General information
- Operator: South Australian Railways
- Line: Wilmington line
- Platforms: 1
- Tracks: 1

Construction
- Structure type: Ground

Other information
- Status: Demolished

History
- Opened: 2 June 1884
- Closed: 1969

Services
| Preceding station | Australian National Railways Commission |  |  | Following station |
| Gladstone Terminus |  | Wilmington railway line |  | Stone Hut towards Wilmington |

= Laura railway station =

Former railway station in South Australia, Australia

Laura railway station was located on the Wilmington railway line. It served the town of Laura, South Australia.

==History==
Laura railway station opened on 2 June 1884 as the short lived terminus of the Wilmington line. The line was later extended to Booleroo Centre on 13 April 1910, and to Wilmington on 20 July 1915. Laura railway station consisted of four rooms for the use of the station aster, a large booking office, a ladies'waiting-room, and accommodation for the porters.

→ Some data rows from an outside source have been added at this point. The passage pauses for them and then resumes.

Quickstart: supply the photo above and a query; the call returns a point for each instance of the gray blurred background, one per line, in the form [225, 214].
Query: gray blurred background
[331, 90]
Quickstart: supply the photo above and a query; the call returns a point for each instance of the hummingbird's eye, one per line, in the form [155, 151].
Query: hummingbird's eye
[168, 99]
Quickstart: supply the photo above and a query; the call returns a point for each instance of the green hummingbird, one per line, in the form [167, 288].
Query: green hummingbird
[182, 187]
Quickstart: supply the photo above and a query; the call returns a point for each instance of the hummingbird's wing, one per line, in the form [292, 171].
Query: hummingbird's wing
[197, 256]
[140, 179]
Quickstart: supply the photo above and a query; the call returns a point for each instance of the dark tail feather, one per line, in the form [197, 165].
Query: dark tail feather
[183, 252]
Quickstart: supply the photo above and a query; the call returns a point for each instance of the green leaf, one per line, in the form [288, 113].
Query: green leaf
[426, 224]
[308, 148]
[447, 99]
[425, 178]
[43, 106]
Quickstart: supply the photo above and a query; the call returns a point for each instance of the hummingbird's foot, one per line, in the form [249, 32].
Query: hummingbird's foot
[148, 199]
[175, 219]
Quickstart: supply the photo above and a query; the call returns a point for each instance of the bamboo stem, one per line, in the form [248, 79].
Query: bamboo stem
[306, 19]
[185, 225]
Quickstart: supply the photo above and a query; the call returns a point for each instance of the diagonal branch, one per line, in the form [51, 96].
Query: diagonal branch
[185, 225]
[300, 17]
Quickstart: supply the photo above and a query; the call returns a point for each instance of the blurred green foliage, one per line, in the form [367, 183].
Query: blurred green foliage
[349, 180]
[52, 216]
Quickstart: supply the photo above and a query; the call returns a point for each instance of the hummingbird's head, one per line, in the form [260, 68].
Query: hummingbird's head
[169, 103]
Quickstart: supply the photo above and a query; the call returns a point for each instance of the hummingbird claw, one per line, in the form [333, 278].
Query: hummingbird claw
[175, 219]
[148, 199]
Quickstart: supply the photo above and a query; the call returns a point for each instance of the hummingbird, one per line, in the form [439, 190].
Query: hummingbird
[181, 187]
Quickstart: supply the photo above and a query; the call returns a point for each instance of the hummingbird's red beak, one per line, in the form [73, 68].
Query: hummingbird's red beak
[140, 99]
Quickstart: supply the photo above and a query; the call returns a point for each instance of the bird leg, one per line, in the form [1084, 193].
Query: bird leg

A railway yard was later added consisting of a goods shed, turntables and other necessary accommodations.

With the conversion of the Port Pirie to Broken Hill line from narrow to standard gauge in 1969, the line became an isolated narrow gauge railway leading to the cessation of passenger services. The line closed completely on 13 March 1990; there is no longer any trace of the station.